The next instrumental track, “It’s Not What It Seems” is another course of celebratory music. What I liked most about this song is that if were a taste, it would be a bubble tea or a pumpkin spice latte. The violin (or viola, I’m really not confident), spurs this parade of sparkling and calming veil. Breathing in that sound, along with the jazz drum arrangements and bass guitar, swells the listener’s mind with wonderment. Supposing this song had lyrics, I think it would be about a woman who society thinks is a certain way, but only she knows the truth. She’s confident enough in herself that she always holds her head up high.
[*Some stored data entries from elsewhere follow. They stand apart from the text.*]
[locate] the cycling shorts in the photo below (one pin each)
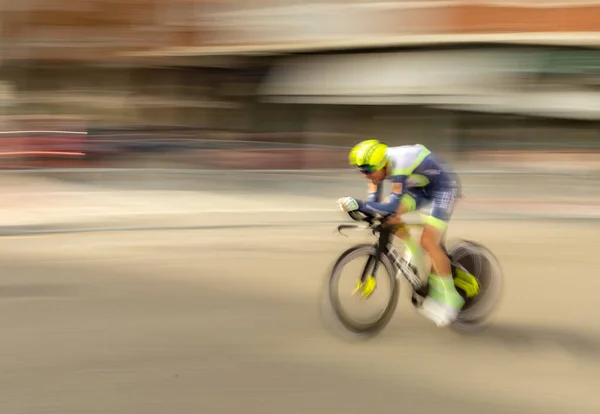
(441, 201)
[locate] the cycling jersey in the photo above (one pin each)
(417, 177)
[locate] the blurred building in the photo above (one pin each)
(472, 75)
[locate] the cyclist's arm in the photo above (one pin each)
(374, 191)
(393, 203)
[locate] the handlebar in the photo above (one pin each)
(374, 222)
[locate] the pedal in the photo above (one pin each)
(418, 296)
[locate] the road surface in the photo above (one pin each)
(227, 321)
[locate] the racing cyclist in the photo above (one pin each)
(418, 177)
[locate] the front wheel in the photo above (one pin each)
(481, 263)
(371, 326)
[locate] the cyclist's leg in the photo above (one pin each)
(443, 301)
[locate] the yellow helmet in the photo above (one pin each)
(369, 155)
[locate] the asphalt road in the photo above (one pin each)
(206, 321)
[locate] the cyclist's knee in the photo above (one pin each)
(433, 231)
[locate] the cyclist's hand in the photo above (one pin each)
(348, 204)
(392, 221)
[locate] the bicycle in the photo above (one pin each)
(476, 272)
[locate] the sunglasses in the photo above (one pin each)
(366, 169)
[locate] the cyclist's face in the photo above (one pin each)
(376, 176)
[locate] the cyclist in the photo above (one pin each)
(418, 177)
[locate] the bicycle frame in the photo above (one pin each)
(385, 246)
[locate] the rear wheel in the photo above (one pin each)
(371, 325)
(481, 263)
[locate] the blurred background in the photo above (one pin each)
(221, 128)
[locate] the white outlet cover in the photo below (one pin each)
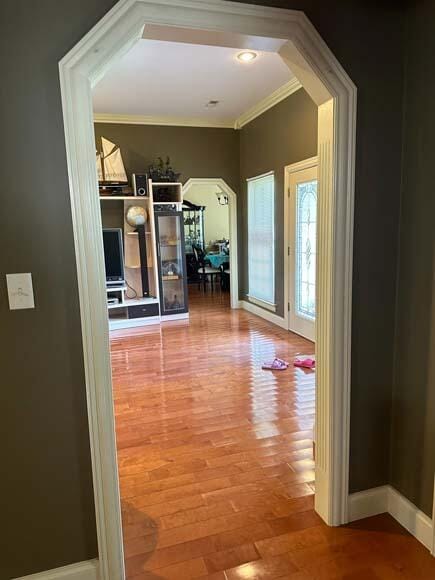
(20, 291)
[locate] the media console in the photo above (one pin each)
(165, 259)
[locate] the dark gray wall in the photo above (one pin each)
(413, 433)
(284, 134)
(368, 40)
(48, 512)
(194, 151)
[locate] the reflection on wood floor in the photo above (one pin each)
(215, 459)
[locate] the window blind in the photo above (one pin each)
(261, 238)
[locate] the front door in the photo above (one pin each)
(302, 250)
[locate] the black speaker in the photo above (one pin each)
(140, 184)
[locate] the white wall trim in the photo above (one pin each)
(80, 571)
(262, 303)
(384, 499)
(309, 58)
(232, 207)
(368, 503)
(410, 517)
(263, 313)
(166, 121)
(267, 103)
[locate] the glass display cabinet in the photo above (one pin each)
(171, 262)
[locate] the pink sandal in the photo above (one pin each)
(306, 363)
(276, 365)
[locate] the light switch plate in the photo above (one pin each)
(20, 291)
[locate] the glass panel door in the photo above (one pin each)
(306, 213)
(302, 227)
(171, 257)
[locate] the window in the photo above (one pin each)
(261, 239)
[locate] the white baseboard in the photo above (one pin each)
(370, 502)
(383, 499)
(262, 313)
(410, 517)
(80, 571)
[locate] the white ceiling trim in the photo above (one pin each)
(171, 121)
(267, 103)
(245, 118)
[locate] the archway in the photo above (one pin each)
(329, 86)
(232, 205)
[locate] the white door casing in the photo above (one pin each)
(332, 90)
(297, 176)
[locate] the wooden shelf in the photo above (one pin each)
(167, 183)
(134, 302)
(123, 197)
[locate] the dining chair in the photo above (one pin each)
(204, 271)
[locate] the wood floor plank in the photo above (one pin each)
(216, 465)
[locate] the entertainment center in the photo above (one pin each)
(143, 236)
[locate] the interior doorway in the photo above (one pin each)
(335, 94)
(302, 185)
(226, 196)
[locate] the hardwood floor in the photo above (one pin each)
(215, 460)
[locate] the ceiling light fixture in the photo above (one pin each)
(212, 104)
(247, 56)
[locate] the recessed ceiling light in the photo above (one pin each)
(247, 56)
(212, 104)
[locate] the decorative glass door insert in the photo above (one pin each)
(305, 249)
(302, 251)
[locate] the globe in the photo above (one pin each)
(136, 216)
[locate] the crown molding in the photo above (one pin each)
(167, 121)
(267, 103)
(245, 118)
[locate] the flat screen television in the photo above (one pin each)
(113, 256)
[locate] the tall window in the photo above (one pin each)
(261, 238)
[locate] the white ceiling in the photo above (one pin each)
(161, 78)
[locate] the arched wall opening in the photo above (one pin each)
(321, 75)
Green takes on the Great American Songbook entry “Fly Me To The Moon (featuring Sean Jones”. Her take on the song is modern and she divvies up the juices a bit, letting the flavor squeeze out from the trumpet, the percussion and the guitars. Her voice is smoky, lowered in pitch, but never missing a beat. Green sings, “fly me to the moon, let me play among the stars, let me see what spring is like…” as if it were written by her and for her. One can’t help but be transported to a more innocent time, and the music bed illustrates that point further with the exuberant trumpet section.
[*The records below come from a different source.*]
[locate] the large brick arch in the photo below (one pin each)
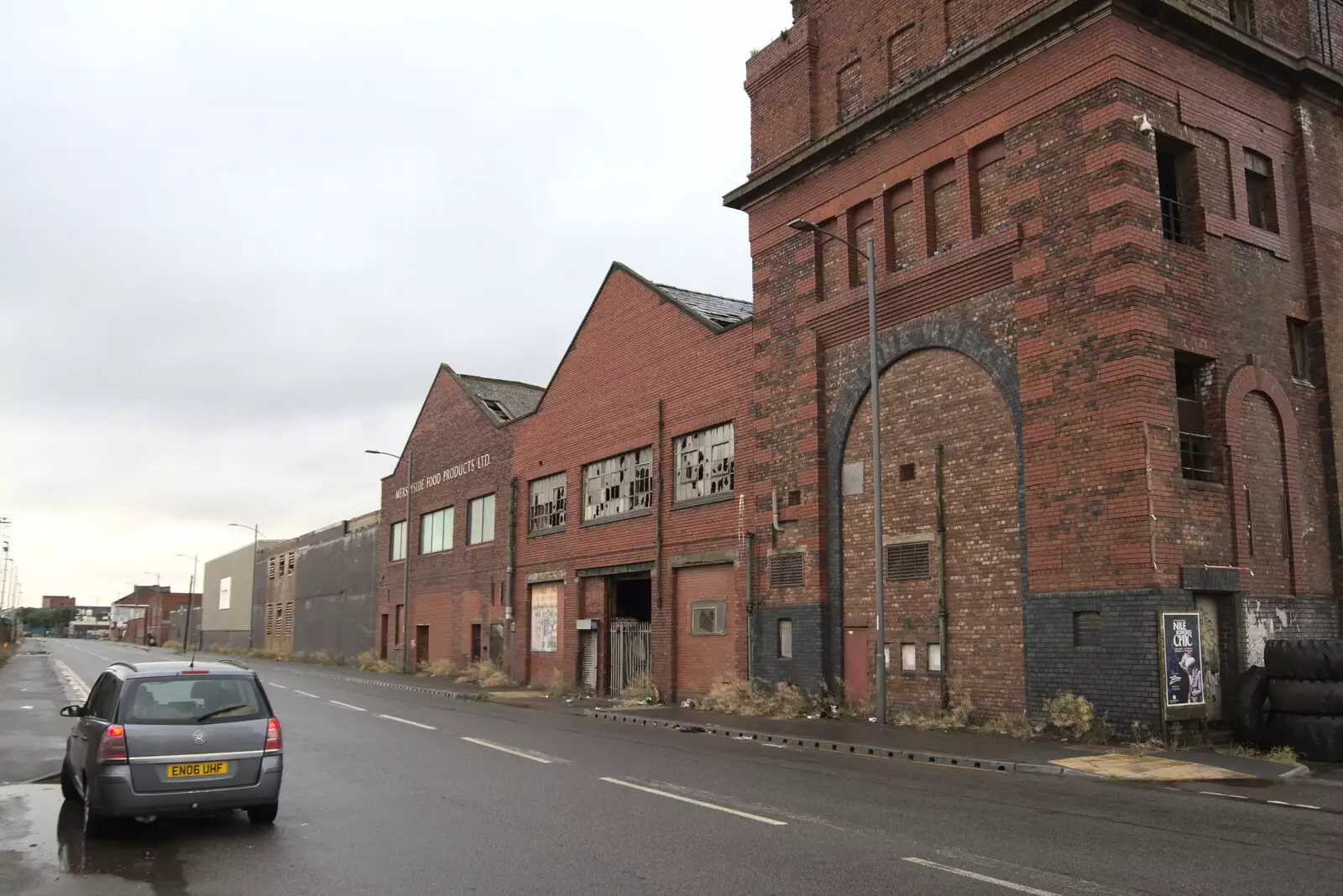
(1246, 380)
(850, 391)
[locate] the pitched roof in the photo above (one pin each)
(718, 310)
(505, 399)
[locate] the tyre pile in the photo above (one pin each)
(1295, 699)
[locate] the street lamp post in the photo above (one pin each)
(252, 598)
(191, 593)
(870, 257)
(406, 561)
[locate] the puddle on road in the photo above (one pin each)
(42, 846)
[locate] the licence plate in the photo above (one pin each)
(198, 768)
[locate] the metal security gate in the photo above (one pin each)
(590, 647)
(631, 649)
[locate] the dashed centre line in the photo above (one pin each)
(393, 718)
(510, 750)
(698, 802)
(984, 879)
(348, 706)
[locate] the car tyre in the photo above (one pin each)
(1304, 659)
(264, 815)
(67, 784)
Track four, “Time” moves the band in yet another direction. This time, er, in this instance, the mood is sorrowful, but hopeful. The violin (again, it might be a viola), is wistful. It’s mixed at a higher level than “Soundcheck” and possesses lower notes. “The truth comes to light in time,” Green sings, as she laments over being cheated on. She’s not envious anymore – she has definitely moved on. This song, complete with the sound of a clock at the beginning, warps into a smooth jazz delight quickly. Wasting little time on the backing music, I found Green’s vocals to be just as emotional as they were in “Fly Me To The Moon”. She showed a different side to her artistry, not just with “Time”, but in each track on ReEnvisioned.